Bapak Bupati yang akan dirindukan oleh Warga,
Kenapa surat saya isinya tentang Politik ?? karena Amanah yang Bapak pikul sebagai Bupati saat ini adalah jabatan Politik. Bapak juga berasal dari Partai Politik meskipun Bapak lebih banyak berlaku sebagai Pengusaha. Kini istri Bapak juga memenangkan kontes Politik dalam Pilcaleg beberapa bulan yang lalu dan akan menjabat sebagai Anggota DPRD dirumah Megah kami itu. Beberapa kolega Bapak juga adalah Politisi dan bila Bapak berniat untuk merebut kembali Kursi yang Bapak duduki saat ini (Kursi Bupati) tentu harus melalui jalur politik juga bukan? Makanya surat ini saya tulis mewakili Warga Dana Mbojo biasa yang menginginkan Politik di Dana Mbojo ini memiliki spirit profetik (saya meminjam istilahnya Kuntowijoyo) yang berfungsi dalam membebaskan dan memuliakan manusia (Baca: Warga seperti kami) secara eksistensial.

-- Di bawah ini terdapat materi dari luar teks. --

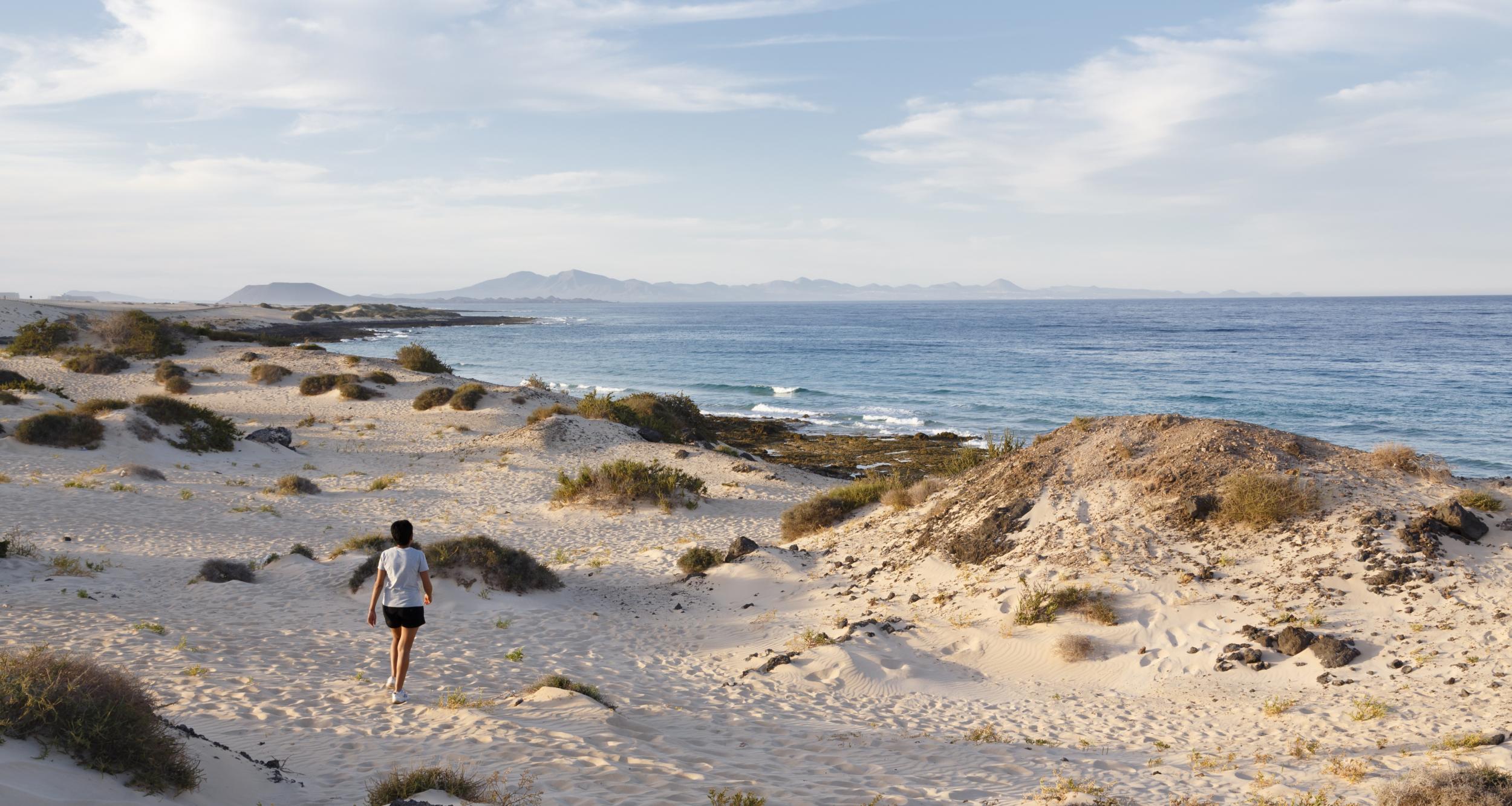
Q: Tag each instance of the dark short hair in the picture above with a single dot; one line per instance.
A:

Bapak Bupati Yang Disayangi Oleh Umat & Tuhan,
Tepat 1 tahun yang akan datang, bila Bapak Bupati saat ini mencalonkan diri kembali, mungkin sebagian dari kami akan memilih Bapak. Tetapi sebagian lagi dari kami akan memilih sosok lain yang akan menjadi pesaing Bapak nanti. Bisa saja nanti yang akan memilih Bapak itu sedikit dan yang memilih sosok lain lebih banyak, atau bisa saja sebaliknya. Tergantung cara Bapak sebagai Pejabat Politik memahami isi hati kami dalam 1 tahun sisa jabatan Bapak ini. Tergantung pula dari apa yang Bapak lakukan saat-saat ini sebagai kenangan atau kisah Indah kami yang akan kami ingat selalu dan (mungkin) hingga dibalik bilik suara nanti. Bapak lebih pahamlah, karena kami sebagai Warga Dana Mbojotidak saja tinggal dibagian barat wilayah yang Bapak pimpin ini, tetapi kami menyebar di selatan, utara dan timur. Tentu kami berbeda dalam mencita-citakan sesuatu, namun yang pasti, kami kan memilih Pemimpin yang sama, nantinya.

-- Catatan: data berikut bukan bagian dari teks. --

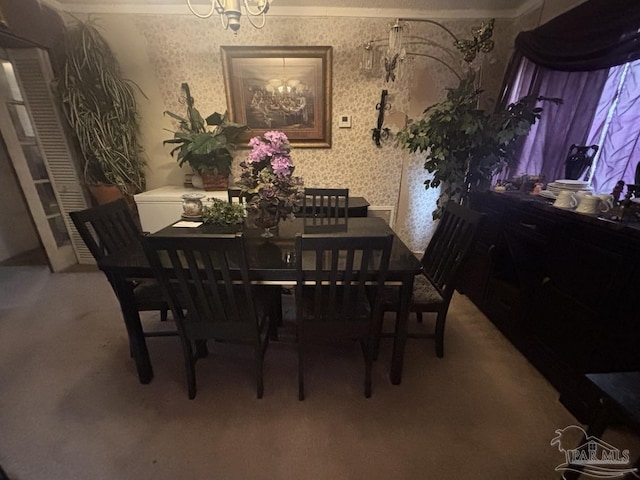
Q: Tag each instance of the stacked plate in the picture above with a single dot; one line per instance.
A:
(554, 188)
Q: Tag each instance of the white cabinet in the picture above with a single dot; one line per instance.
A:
(162, 206)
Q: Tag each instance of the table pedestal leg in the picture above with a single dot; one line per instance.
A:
(400, 334)
(137, 342)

Bapak Bupati Yang Begitu Gagah Dengan Lecana Yang Tergantung Di Dada Kiri
Sebagai Penutup isi surat ini, saya suguhkan potongan Materi si Abdur, peserta Stand Up Comedy Kompastv dengan judul 'Orasi dari Timur' beberapa waktu yang lalu. "Sudah 16 Tahun kita tertatih dalam Reformasi, Ditipu oleh para Politisi yang katanya memberikan Bukti bukan Janji. Tetapi begitu ada tangisan seorang minor dipelosok negeri, mereka sibuk mencari KOALISI bukan SOLUSI...!!!". Abdur ini adalah Peserta Stand up Comedy dari flores Timur yang dengan lantang menyuarakan suara Minor. Namun tetap saja tidak meraih juara 1, mungkin karena ia seorang dari Timur yang tidak dekat dengan wilayah kekuasaan (jakarta). Sama seperti saya yang tidak dekat dengan para Penguasa yang dekat dengan Bapak Bupati.... Aduh Mama Sayangeeeee........ 

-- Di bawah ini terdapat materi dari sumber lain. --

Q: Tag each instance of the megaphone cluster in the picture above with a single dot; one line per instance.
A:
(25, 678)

Mungkin sekian dulu isi surat terbuka yang tak penting ini, Surat ini saya tulis di hari pertama dalam hitungan sisa 1 tahun masa jabatan Bapak. Bila Bapak tidak berkenan, anggap saja surat ini hanyalah curhatan saya dengan layar monitor. Bila pun Bapak merasa ini bagian dari visi misi Bapak, tak perlu Bapak balas dan umbar-umbar dimedia cetak, media sosial apalagi media televise. Cukup Bapak ‘petik’ saja untuk menjadi catatan (yang mungkin) memiliki arti disaatnya nanti. Mohon maaf bila ada kata-kata yang tak berkenan, maklum, saya sendiri hanyalah Warga Biasa di Dana Mbojo yang sedang belajar menulis surat yang tak biasa untuk Tanah Air saya (Bima) yang Luar Biasa ini.

----------------- 
Hormat Saya
Dari Warga Dana Mbojo yang tak pernah sekalipun berjabat tangan dengan mu.

https://www.facebook.com/ranggababuju
-------------------
Dari Jauh di Tanah Sasak, 20 Juli 2014, Surat ini terkirim.